Ratliff then led a discussion that began with the point that writing is a form of translation. The starting point is the work itself, what the artist has done, not simply how I feel about it. (This point was later reiterated by Ann Klefstad in the subsequent discussion.)

When we returned to the board room Drew Digby led a Q&A with the panel that circled around our theme from various angles.  Here are a few of the takeaways for me personally that came out of the discussion.

-- Sharon Moen said, "I write for an audience." In other words, who I am writing for dictates to some extent how I write, how I say it. Jamie Ratliff concurred that after making a formal analysis of a work the actual writing has to be restructured based on who you are writing for.

-- Ann Klefstad stated that her aim is to write about the art itself. "My job as critic is to raise peoples' interest" in the work. Her focus is on the work itself. As a writer she strives to become familiar with and really know the artist's work. The artist statement is not important to her.

-- Jamie Ratliff, on the other hand, always considers the artist statement and writings. The contrasting approaches showed that there is no one correct answer in writing about art. (Christa also reads everything, she said.)

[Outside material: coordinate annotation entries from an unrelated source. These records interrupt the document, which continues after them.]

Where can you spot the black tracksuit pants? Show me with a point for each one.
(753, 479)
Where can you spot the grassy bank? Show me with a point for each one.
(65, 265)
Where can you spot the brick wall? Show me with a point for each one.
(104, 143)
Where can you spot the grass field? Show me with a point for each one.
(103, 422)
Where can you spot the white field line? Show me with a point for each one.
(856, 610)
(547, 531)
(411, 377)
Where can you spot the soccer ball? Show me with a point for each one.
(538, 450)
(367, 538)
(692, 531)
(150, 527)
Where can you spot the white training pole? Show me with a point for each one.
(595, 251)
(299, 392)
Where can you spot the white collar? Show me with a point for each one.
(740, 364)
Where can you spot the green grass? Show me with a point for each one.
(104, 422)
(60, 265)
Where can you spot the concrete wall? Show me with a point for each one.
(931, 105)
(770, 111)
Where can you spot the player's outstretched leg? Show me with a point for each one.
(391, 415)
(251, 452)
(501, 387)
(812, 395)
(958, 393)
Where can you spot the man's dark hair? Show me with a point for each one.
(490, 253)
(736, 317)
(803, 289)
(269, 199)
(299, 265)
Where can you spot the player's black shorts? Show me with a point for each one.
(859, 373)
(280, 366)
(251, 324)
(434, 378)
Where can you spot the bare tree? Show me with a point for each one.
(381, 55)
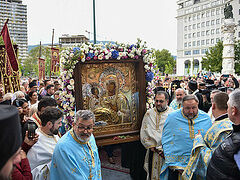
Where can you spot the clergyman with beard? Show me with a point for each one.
(151, 134)
(179, 131)
(40, 154)
(177, 102)
(76, 155)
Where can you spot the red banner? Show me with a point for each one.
(9, 47)
(55, 60)
(41, 69)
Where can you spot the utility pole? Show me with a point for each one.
(94, 22)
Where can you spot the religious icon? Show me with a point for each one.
(110, 92)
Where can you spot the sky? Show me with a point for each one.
(153, 21)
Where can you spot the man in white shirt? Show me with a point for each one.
(40, 155)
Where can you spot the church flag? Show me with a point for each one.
(55, 60)
(41, 69)
(9, 47)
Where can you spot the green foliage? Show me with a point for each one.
(30, 65)
(213, 59)
(237, 57)
(1, 41)
(165, 61)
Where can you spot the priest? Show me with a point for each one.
(151, 134)
(76, 155)
(178, 134)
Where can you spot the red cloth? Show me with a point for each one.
(22, 171)
(9, 47)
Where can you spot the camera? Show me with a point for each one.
(31, 127)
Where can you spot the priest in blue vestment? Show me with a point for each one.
(76, 155)
(179, 131)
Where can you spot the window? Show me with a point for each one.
(194, 17)
(213, 12)
(198, 43)
(207, 32)
(198, 16)
(212, 22)
(194, 43)
(196, 52)
(189, 18)
(212, 31)
(187, 52)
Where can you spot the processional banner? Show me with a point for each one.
(54, 60)
(41, 69)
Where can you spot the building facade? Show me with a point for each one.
(16, 12)
(198, 28)
(67, 40)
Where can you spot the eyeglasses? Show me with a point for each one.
(88, 128)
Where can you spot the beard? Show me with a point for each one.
(179, 101)
(161, 109)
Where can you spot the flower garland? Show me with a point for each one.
(70, 56)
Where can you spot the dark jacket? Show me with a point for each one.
(222, 165)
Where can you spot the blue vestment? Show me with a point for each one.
(203, 149)
(178, 136)
(73, 159)
(174, 105)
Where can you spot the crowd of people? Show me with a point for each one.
(192, 132)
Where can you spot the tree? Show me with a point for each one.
(213, 59)
(30, 65)
(165, 61)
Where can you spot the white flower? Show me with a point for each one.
(70, 87)
(71, 82)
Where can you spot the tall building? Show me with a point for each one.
(16, 12)
(198, 28)
(67, 40)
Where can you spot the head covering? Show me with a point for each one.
(32, 84)
(10, 133)
(192, 85)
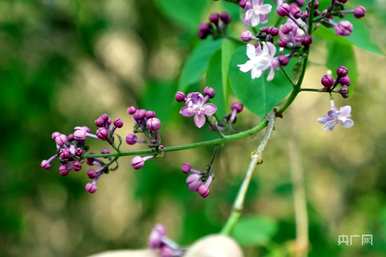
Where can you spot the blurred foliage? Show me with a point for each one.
(63, 62)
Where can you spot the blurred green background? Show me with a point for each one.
(62, 63)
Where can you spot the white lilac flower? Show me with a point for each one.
(197, 105)
(337, 116)
(261, 58)
(257, 12)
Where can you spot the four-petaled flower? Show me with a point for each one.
(196, 105)
(261, 58)
(336, 116)
(257, 13)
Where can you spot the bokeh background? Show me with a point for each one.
(63, 62)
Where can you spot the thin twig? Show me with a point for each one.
(256, 158)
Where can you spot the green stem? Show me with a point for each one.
(256, 159)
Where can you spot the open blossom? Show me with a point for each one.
(261, 58)
(336, 116)
(197, 106)
(257, 12)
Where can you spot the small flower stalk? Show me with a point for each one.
(165, 247)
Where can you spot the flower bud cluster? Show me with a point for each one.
(330, 84)
(162, 244)
(216, 25)
(197, 181)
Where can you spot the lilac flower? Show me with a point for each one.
(256, 12)
(197, 105)
(261, 58)
(335, 117)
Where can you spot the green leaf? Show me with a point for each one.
(214, 79)
(258, 95)
(187, 13)
(197, 62)
(254, 231)
(342, 54)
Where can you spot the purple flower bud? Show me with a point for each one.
(153, 124)
(307, 40)
(45, 164)
(237, 106)
(295, 11)
(283, 60)
(118, 123)
(186, 168)
(102, 133)
(342, 71)
(344, 28)
(283, 10)
(63, 170)
(76, 165)
(209, 91)
(344, 91)
(246, 36)
(194, 182)
(139, 114)
(55, 134)
(359, 11)
(214, 18)
(327, 81)
(131, 110)
(61, 139)
(180, 96)
(131, 139)
(90, 187)
(203, 190)
(345, 81)
(91, 173)
(225, 17)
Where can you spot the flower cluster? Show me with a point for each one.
(162, 244)
(197, 106)
(337, 116)
(198, 181)
(216, 26)
(343, 80)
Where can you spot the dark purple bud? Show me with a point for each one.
(102, 133)
(344, 91)
(153, 124)
(295, 11)
(359, 11)
(76, 165)
(327, 81)
(61, 139)
(307, 40)
(345, 81)
(91, 173)
(209, 91)
(45, 164)
(180, 96)
(237, 106)
(131, 139)
(90, 187)
(214, 18)
(342, 71)
(131, 110)
(283, 60)
(186, 168)
(203, 190)
(283, 10)
(137, 162)
(150, 114)
(63, 170)
(118, 123)
(225, 17)
(246, 36)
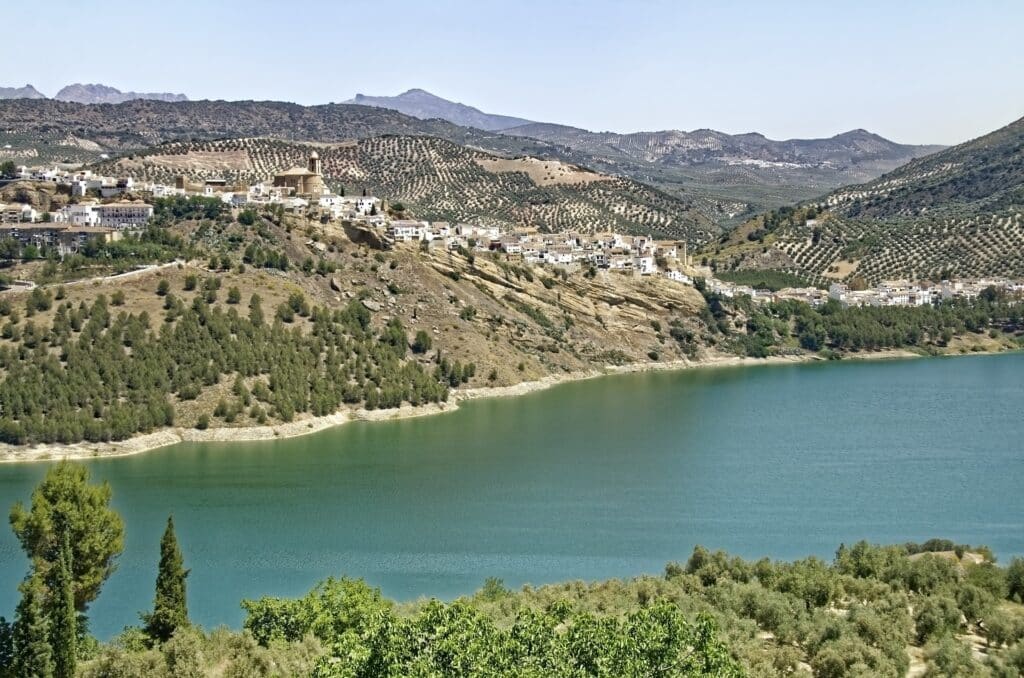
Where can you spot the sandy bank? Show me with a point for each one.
(307, 425)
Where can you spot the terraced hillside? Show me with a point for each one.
(727, 177)
(751, 170)
(438, 179)
(957, 213)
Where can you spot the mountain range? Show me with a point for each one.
(88, 93)
(27, 92)
(957, 213)
(741, 172)
(733, 175)
(421, 103)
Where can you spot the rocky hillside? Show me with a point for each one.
(27, 92)
(421, 103)
(957, 213)
(438, 179)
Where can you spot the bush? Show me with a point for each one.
(423, 342)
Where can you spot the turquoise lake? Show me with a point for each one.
(606, 477)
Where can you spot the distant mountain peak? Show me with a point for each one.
(27, 92)
(98, 93)
(421, 103)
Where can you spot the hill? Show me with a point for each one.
(452, 321)
(421, 103)
(750, 171)
(954, 214)
(725, 187)
(97, 93)
(27, 92)
(440, 180)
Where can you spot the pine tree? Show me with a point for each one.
(170, 610)
(33, 655)
(62, 616)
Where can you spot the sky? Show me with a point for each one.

-- The panel was asked about their approach to the large piece the rest of us wrote notes about. Jamie's theme would include something about gender and race, and about the representation of women and men. She would bring in context and perhaps reference Gauguin, Degas and the objectivization of women. Ann noted that she would discuss painting and drawing styles. Christa would write about it in the context of the show about Grief. "Always look for a moment of entry."

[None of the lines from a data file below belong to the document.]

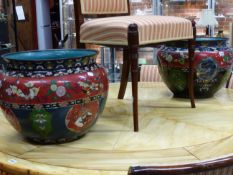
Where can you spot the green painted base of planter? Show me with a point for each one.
(177, 81)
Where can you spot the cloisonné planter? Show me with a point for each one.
(212, 67)
(52, 96)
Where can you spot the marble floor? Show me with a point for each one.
(171, 132)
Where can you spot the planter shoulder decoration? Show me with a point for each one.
(52, 96)
(212, 66)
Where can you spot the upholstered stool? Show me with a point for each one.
(130, 33)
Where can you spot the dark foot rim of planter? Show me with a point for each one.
(52, 142)
(183, 95)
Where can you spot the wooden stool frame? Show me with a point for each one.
(130, 57)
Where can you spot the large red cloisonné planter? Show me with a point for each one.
(52, 96)
(212, 67)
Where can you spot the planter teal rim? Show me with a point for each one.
(49, 55)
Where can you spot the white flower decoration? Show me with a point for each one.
(169, 58)
(9, 91)
(221, 54)
(61, 91)
(53, 87)
(29, 84)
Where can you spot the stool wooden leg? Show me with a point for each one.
(134, 74)
(133, 41)
(125, 73)
(191, 49)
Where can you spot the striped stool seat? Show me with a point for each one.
(113, 27)
(150, 73)
(152, 29)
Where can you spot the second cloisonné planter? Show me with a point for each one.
(52, 96)
(212, 67)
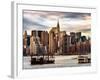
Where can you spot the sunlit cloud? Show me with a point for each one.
(45, 20)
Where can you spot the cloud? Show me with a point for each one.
(44, 20)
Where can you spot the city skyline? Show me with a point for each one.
(45, 20)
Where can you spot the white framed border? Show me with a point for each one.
(17, 70)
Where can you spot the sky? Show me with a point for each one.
(45, 20)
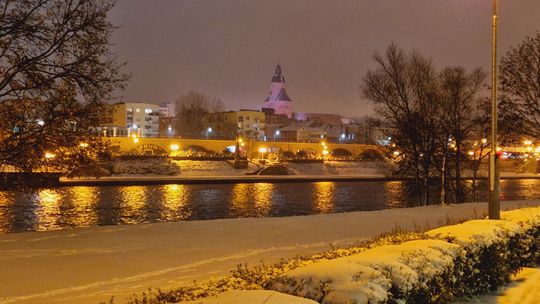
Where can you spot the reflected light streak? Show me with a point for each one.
(175, 199)
(240, 196)
(133, 199)
(49, 203)
(84, 206)
(263, 197)
(323, 196)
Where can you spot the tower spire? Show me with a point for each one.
(278, 77)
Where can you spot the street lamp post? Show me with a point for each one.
(494, 184)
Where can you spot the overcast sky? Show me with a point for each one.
(229, 48)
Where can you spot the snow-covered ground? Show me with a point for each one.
(209, 168)
(88, 265)
(524, 289)
(336, 168)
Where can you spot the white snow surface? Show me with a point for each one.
(345, 168)
(210, 168)
(89, 265)
(253, 297)
(478, 232)
(524, 289)
(366, 277)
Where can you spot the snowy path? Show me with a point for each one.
(89, 265)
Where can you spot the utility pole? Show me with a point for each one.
(494, 180)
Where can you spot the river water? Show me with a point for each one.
(68, 207)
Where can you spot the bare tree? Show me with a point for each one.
(520, 84)
(404, 90)
(55, 71)
(459, 91)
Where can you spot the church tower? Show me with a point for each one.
(278, 98)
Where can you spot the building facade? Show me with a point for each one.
(250, 123)
(135, 118)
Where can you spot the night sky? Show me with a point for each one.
(229, 48)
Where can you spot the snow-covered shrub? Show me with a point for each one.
(386, 274)
(150, 166)
(435, 267)
(529, 220)
(495, 250)
(459, 260)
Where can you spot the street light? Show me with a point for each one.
(494, 182)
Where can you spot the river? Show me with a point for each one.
(81, 206)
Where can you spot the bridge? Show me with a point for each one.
(168, 146)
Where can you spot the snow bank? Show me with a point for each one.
(210, 168)
(464, 259)
(253, 297)
(525, 216)
(477, 232)
(367, 277)
(154, 166)
(335, 168)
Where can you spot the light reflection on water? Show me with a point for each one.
(323, 197)
(67, 207)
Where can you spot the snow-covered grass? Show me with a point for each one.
(336, 168)
(436, 267)
(459, 260)
(153, 166)
(89, 265)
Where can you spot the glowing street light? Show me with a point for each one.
(494, 179)
(49, 155)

-- In response to a question from Drew about writer's block, Jamie stated that she writes in the middle of the night, a period of time when there are fewer distractions. Ann stated that she writes out of economic necessity. "Economic panic" doesn't allow her the luxury of writers block.


* * * *
In addition to the panel discussion we each received a useful handout that provided elements and principles for discussing art. Concepts like form, content and context were defined, as well as some general guidelines on the principles of design. Understanding principles of visual language are an integral part of arts writing, principles that help us better define what we are observing like the rhythms, patterns, visual movement, proportionality, variety, emphasis contrast, unity or disunity, and harmony or discord... all of it useful information.

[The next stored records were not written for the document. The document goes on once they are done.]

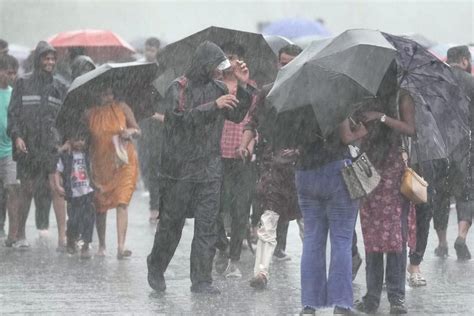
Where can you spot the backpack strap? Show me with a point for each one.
(183, 82)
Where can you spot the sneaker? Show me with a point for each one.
(356, 263)
(205, 288)
(343, 311)
(259, 281)
(156, 280)
(222, 262)
(308, 311)
(363, 307)
(280, 255)
(441, 252)
(21, 244)
(461, 249)
(416, 280)
(398, 309)
(232, 271)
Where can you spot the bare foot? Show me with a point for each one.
(101, 252)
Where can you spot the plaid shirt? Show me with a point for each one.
(232, 137)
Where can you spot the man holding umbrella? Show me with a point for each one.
(36, 99)
(191, 166)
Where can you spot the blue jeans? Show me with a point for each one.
(326, 207)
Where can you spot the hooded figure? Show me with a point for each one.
(190, 167)
(36, 99)
(81, 65)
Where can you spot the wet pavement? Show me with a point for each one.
(42, 281)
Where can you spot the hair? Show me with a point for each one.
(290, 49)
(233, 48)
(457, 53)
(3, 44)
(153, 42)
(8, 61)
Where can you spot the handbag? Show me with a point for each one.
(360, 177)
(413, 186)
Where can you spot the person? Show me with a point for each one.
(3, 47)
(459, 57)
(36, 99)
(82, 64)
(387, 217)
(190, 165)
(275, 193)
(238, 181)
(114, 164)
(10, 185)
(72, 181)
(152, 46)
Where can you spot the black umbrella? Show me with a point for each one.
(176, 57)
(442, 109)
(131, 83)
(333, 77)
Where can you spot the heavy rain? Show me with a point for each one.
(236, 157)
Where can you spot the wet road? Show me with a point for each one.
(42, 281)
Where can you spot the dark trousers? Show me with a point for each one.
(282, 233)
(42, 199)
(177, 200)
(81, 217)
(395, 271)
(238, 186)
(436, 173)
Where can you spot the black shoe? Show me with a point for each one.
(398, 309)
(363, 307)
(222, 262)
(205, 288)
(343, 311)
(308, 311)
(356, 263)
(441, 252)
(156, 280)
(461, 249)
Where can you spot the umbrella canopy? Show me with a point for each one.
(333, 76)
(176, 57)
(296, 27)
(130, 81)
(277, 42)
(442, 109)
(100, 45)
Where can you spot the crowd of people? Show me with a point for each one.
(208, 153)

My initial response to the discussion portion of the meeting was that the time went too fast, and the topics raised were interesting but insufficiently explored. I left hungry for further discussion, and believe others may have as well. The good part of this is that these meetings seem to be stimulating the possibility of greater dialogue outside the constraints of the ninety minutes we've been temporarily shoehorned into.

In short, the meetings are creating an appetite for more dialogue. And that's a good thing.